Mathematical modelling of hollow-fiber haemodialysis modules

Abstract

This chapter provides an overview of the principles and modelling of membrane-based modules for haemodialysis, the most common renal replacement therapy. Following an introduction on the structure, function and diseases of the kidney, the technological evolution of membranes for blood purification is outlined and the main transport mechanisms involved are described, making a distinction between pure haemodialysis, haemodiafiltration and haemofiltration. The main performance figures of a hollow-fiber module are introduced and their dependence on the parameters that characterize the device is illustrated.
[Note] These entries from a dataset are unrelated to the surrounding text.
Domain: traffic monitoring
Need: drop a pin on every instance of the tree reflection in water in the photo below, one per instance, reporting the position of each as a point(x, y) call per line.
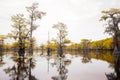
point(86, 58)
point(61, 69)
point(22, 70)
point(116, 74)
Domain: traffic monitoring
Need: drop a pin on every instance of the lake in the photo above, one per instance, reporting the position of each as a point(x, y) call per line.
point(73, 66)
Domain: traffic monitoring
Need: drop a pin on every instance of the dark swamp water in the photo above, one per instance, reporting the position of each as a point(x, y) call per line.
point(74, 66)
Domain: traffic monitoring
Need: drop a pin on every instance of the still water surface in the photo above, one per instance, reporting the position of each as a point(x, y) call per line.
point(74, 66)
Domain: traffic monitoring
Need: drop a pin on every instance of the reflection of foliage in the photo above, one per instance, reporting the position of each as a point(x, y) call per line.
point(116, 74)
point(21, 70)
point(62, 70)
point(86, 57)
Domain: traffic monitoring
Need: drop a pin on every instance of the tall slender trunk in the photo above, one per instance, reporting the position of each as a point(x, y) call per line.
point(31, 42)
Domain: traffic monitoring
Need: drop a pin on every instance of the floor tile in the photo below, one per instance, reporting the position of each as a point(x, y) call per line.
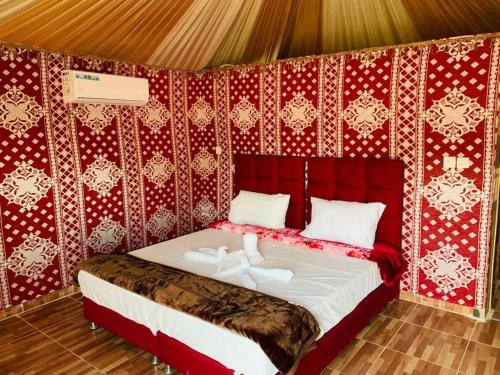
point(430, 345)
point(487, 333)
point(24, 353)
point(13, 329)
point(356, 358)
point(381, 329)
point(399, 309)
point(496, 309)
point(328, 371)
point(481, 359)
point(442, 320)
point(53, 312)
point(105, 351)
point(391, 362)
point(73, 333)
point(140, 364)
point(65, 363)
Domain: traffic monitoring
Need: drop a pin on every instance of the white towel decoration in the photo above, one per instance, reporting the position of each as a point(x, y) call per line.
point(251, 249)
point(240, 262)
point(248, 282)
point(237, 262)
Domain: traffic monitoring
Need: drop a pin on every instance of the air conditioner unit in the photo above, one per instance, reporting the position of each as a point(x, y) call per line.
point(85, 87)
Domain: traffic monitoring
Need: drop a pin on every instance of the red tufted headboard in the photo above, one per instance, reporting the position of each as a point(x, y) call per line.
point(361, 180)
point(274, 174)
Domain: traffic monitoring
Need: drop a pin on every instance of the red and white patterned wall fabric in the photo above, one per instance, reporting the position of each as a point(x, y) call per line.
point(81, 180)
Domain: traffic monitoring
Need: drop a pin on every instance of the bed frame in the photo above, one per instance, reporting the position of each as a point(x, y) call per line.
point(362, 180)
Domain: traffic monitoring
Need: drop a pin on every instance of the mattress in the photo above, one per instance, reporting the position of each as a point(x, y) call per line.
point(330, 286)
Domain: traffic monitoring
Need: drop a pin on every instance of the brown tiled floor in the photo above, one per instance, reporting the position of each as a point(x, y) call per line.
point(405, 338)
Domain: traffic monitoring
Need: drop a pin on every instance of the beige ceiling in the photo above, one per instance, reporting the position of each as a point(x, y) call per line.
point(193, 34)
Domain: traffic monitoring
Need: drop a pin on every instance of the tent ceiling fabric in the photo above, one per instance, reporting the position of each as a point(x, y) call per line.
point(194, 34)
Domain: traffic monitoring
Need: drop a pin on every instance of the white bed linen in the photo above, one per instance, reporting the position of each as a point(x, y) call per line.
point(329, 286)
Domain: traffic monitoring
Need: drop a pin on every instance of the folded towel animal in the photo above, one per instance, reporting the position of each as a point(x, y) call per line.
point(237, 262)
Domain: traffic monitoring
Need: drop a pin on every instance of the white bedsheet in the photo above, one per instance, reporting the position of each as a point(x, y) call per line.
point(329, 286)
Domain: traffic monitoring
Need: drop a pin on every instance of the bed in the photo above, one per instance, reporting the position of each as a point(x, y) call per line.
point(342, 293)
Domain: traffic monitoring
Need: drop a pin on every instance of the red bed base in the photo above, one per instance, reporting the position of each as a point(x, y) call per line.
point(191, 362)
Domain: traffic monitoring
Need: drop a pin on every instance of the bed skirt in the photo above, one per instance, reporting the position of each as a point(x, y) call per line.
point(191, 362)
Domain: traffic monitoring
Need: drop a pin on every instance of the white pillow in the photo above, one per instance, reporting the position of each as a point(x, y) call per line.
point(352, 223)
point(264, 210)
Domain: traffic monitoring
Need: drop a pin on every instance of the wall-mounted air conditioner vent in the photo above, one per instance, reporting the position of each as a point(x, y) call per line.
point(85, 87)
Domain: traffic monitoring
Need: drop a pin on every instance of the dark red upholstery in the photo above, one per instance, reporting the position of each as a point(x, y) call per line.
point(274, 174)
point(192, 362)
point(361, 180)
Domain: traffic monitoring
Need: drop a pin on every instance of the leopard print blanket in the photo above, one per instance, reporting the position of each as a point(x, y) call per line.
point(283, 330)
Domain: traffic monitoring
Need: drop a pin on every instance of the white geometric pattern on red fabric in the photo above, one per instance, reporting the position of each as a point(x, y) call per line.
point(32, 257)
point(225, 176)
point(102, 175)
point(183, 175)
point(204, 163)
point(154, 115)
point(158, 169)
point(366, 114)
point(205, 211)
point(367, 58)
point(95, 116)
point(201, 114)
point(419, 169)
point(452, 194)
point(25, 185)
point(106, 236)
point(329, 111)
point(18, 111)
point(407, 124)
point(458, 50)
point(420, 77)
point(447, 268)
point(244, 115)
point(161, 222)
point(298, 113)
point(455, 115)
point(64, 149)
point(268, 106)
point(490, 132)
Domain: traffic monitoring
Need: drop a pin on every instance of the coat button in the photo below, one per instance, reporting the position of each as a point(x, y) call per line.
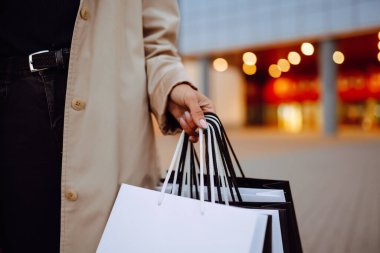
point(77, 104)
point(71, 195)
point(84, 13)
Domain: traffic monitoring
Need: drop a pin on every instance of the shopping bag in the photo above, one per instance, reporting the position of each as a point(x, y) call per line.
point(182, 182)
point(144, 220)
point(222, 169)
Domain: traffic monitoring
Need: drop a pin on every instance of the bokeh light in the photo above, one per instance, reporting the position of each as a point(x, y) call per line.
point(249, 69)
point(338, 57)
point(307, 48)
point(220, 64)
point(274, 71)
point(284, 65)
point(249, 58)
point(294, 58)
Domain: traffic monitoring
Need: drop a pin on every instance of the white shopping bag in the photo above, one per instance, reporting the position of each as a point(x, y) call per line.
point(149, 221)
point(247, 194)
point(139, 224)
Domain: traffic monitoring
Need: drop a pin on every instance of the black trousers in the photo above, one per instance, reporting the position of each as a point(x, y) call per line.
point(31, 130)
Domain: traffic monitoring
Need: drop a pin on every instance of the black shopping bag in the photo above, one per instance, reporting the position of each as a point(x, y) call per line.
point(223, 171)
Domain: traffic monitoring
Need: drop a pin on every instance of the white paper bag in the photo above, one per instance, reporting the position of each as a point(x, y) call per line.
point(139, 224)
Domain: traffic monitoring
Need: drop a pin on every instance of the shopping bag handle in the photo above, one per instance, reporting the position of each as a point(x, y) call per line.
point(174, 164)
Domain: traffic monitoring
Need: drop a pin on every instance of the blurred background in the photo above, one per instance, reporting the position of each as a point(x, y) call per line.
point(297, 84)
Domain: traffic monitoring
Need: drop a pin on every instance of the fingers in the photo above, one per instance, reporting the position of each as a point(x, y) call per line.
point(184, 119)
point(196, 111)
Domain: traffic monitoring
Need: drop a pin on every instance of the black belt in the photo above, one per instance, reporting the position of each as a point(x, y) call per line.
point(37, 61)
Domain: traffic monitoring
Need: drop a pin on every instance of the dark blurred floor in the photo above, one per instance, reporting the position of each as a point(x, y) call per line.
point(335, 182)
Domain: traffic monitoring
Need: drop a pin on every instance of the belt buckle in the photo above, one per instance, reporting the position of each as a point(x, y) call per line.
point(32, 69)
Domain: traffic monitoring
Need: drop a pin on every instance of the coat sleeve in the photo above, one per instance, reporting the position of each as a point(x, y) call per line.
point(163, 65)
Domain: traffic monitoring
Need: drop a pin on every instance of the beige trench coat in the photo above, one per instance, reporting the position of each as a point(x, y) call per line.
point(123, 65)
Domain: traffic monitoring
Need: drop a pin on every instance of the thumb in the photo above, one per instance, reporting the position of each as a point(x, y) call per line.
point(196, 112)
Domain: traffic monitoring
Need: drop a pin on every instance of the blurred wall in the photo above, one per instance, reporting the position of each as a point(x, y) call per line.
point(215, 25)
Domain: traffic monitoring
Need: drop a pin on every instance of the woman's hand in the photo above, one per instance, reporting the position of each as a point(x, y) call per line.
point(187, 106)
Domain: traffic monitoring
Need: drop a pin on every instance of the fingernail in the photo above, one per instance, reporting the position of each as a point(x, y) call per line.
point(187, 115)
point(203, 123)
point(183, 122)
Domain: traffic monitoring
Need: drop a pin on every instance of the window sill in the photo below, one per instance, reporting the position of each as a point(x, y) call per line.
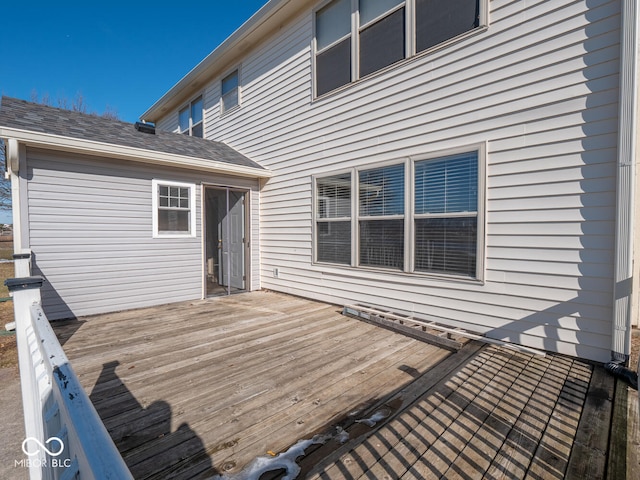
point(363, 272)
point(174, 235)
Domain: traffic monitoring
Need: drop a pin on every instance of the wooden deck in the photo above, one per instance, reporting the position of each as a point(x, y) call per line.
point(204, 388)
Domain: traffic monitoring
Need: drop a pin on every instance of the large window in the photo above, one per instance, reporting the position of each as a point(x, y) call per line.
point(173, 209)
point(191, 119)
point(434, 228)
point(230, 89)
point(382, 33)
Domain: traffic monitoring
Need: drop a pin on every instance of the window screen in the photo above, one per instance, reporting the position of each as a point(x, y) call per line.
point(440, 20)
point(382, 43)
point(333, 67)
point(382, 191)
point(333, 219)
point(445, 206)
point(381, 194)
point(332, 23)
point(372, 9)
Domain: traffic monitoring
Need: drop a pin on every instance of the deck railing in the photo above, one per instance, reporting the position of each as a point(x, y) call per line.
point(65, 438)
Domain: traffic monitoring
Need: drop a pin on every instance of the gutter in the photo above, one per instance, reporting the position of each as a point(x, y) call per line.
point(91, 147)
point(623, 305)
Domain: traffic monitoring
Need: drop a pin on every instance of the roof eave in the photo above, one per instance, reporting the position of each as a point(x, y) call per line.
point(123, 152)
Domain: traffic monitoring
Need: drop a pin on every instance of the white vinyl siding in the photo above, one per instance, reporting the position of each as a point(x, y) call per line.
point(540, 86)
point(91, 230)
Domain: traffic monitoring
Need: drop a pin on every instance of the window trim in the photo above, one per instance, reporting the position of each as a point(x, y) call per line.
point(409, 215)
point(155, 191)
point(410, 42)
point(189, 107)
point(238, 90)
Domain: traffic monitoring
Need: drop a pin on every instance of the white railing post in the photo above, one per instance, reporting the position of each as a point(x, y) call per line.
point(24, 295)
point(65, 437)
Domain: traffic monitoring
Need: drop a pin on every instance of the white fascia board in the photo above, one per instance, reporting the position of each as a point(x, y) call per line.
point(91, 147)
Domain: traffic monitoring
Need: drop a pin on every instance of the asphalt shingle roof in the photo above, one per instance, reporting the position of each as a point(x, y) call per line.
point(33, 117)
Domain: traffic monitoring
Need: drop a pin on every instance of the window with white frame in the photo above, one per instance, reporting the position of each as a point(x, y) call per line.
point(191, 119)
point(230, 92)
point(382, 33)
point(173, 209)
point(381, 217)
point(437, 229)
point(446, 214)
point(333, 219)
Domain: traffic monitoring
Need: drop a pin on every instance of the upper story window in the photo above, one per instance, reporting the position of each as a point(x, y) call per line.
point(355, 38)
point(230, 92)
point(191, 119)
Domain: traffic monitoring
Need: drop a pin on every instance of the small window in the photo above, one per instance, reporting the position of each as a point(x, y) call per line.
point(333, 219)
point(438, 20)
point(230, 91)
point(381, 217)
point(333, 46)
point(354, 39)
point(191, 119)
point(173, 209)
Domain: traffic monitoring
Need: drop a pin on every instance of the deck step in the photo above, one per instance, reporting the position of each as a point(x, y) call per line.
point(426, 330)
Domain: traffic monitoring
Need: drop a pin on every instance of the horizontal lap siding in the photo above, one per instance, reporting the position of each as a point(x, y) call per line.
point(540, 86)
point(91, 234)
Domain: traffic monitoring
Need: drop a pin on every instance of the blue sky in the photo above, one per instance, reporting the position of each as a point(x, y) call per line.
point(120, 55)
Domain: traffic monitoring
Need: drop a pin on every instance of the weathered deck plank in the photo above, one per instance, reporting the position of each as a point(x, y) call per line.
point(202, 388)
point(220, 382)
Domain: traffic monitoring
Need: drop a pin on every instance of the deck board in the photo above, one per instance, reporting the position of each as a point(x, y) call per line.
point(201, 388)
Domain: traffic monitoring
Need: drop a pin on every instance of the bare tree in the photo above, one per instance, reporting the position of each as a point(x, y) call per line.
point(77, 104)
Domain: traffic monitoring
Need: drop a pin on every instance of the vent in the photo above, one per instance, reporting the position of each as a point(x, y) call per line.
point(146, 127)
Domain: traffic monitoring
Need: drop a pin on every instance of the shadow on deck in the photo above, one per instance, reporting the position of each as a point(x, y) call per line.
point(200, 389)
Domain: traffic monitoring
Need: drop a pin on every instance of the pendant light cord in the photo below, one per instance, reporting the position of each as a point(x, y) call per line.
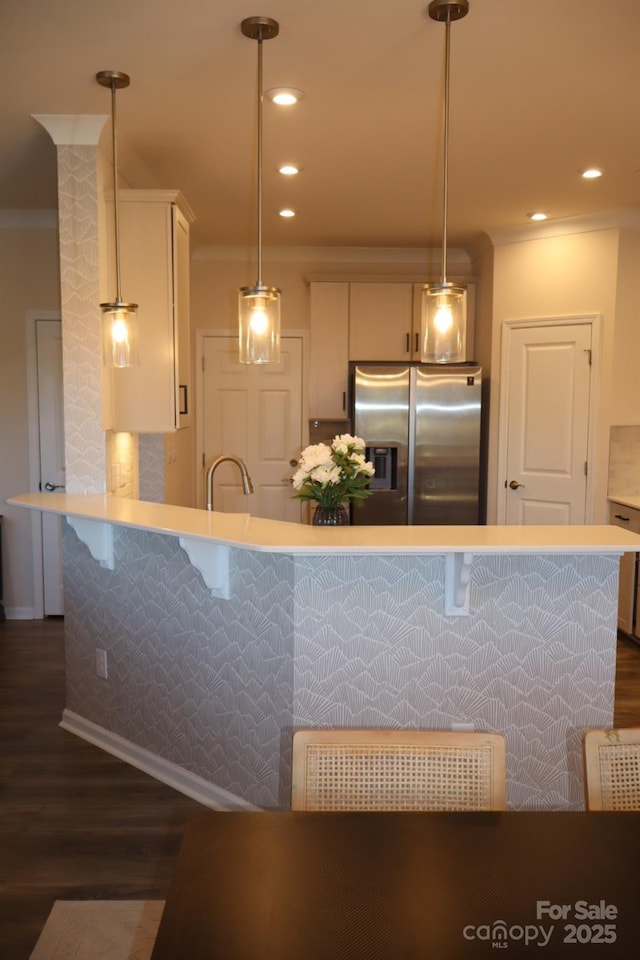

A multi-scale modelling approach is then presented, in which preliminary single-fiber CFD simulations are used to derive the hydraulic permeability of a fiber bundle and the relevant mass transfer coefficients as functions of the local velocities. The predicted correlations are then fed to a module-scale model, in which blood and dialysate compartments are simulated as interpenetrated porous media while appropriate source terms account for the exchange of solutes andwater between the two fluids. The model predictions are three-dimensional flow and concentration distributions, from which, in particular, performance figures such as clearance and ultrafiltration flow rate can be extracted as functions of the module geometrical and physical characteristics. Validation tests are also presented and the results of a parametrical sensitivity assessment are discussed.